The big Swede's second goal came just four minutes later, off a free kick from the top of the box. One player standing over the ball dummied the shot, and Portugal's wall inexplicably bit. Zlatan punished them with a low drive that beat the keeper to level the aggregate score at 2-2. Sweden only needed one goal to pull off the shock, but they had nearly 20 minutes to do so. Then, Ronaldo happened.

Ronaldo scored his second of the match in the 77th minute, off another Portugal counter. Sweden were overstretched, and Hugo Almeida collected a pass at half with Ronaldo sprinting down the left side. Ronaldo slowed at half just enough to beat the offside trap, and Postiga released him with a looping ball over the top. Ronaldo took one touch, then slapped it with his left past the keeper for the dagger.

The difference between Ronaldo (and Lionel Messi, for that matter) and the rest of the world is that in addition to being more technically gifted, having a better understanding of the game than anyone else in the world, and being clinical in front of goal, he's blindingly fast. This goal was a video game goal, because there was nothing anyone could do. He was just programmed with too much speed, and couldn't be caught.

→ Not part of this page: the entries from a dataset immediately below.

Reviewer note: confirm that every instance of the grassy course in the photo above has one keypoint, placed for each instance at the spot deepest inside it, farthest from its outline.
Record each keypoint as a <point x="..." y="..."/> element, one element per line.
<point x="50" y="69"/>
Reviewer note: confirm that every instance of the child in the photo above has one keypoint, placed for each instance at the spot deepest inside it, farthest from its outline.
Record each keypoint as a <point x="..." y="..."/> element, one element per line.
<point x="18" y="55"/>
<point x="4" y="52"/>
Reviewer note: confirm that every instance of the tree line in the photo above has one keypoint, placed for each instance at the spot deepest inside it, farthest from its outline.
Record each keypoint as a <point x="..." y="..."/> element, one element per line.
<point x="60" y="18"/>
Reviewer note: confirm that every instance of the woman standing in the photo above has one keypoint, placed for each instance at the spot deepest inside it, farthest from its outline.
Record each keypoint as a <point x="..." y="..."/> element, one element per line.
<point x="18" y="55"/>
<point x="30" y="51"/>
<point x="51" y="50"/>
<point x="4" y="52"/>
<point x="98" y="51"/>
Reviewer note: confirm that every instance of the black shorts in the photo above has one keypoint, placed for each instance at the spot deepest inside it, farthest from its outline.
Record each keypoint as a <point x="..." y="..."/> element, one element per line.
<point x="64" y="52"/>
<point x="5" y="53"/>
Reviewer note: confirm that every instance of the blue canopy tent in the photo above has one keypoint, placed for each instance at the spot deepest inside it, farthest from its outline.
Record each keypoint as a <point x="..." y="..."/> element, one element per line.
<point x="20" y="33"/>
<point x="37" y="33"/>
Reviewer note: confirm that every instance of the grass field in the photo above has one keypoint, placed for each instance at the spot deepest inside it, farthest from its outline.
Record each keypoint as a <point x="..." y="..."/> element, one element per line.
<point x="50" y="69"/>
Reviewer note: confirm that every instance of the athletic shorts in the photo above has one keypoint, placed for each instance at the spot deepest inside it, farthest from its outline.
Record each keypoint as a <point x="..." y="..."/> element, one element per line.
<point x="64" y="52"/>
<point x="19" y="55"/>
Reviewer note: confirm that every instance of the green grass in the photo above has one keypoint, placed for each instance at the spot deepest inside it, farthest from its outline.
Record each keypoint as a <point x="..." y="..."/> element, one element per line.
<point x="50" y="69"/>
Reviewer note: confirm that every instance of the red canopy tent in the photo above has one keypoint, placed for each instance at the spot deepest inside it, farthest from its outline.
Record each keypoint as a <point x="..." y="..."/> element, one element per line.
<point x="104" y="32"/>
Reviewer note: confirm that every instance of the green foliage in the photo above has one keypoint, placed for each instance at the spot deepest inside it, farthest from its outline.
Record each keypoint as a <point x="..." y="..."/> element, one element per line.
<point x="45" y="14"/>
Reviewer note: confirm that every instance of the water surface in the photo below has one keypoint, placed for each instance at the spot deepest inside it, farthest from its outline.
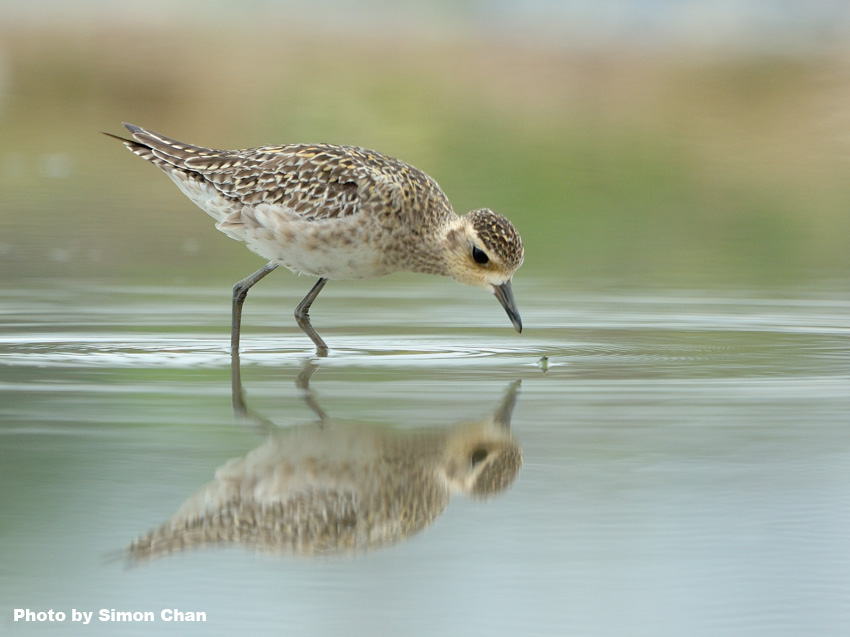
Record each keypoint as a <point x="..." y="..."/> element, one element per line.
<point x="686" y="458"/>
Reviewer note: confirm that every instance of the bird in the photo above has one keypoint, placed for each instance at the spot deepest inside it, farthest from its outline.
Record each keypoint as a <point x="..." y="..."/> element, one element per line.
<point x="334" y="487"/>
<point x="336" y="212"/>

His second goal clinched qualification, but Ronaldo wasn't done. Just two minutes later, he was put through on goal by another ridiculous pass from Moutinho, rounded the keeper, and scored his third in the game. It was his fourth in the playoff, and he accounted for each and every Portugal goal.

Portugal-Sweden was perhaps the most exciting of Europe's four World Cup playoff matchups, and in some ways, it was the saddest, too. We saw two of the world's biggest stars dominate, but only one, the better player with the better team, will be playing next summer. We don't know if we'll ever see Ibrahimović compete again on the world's biggest stage. But based on last week's displays, Ronaldo is more than enough.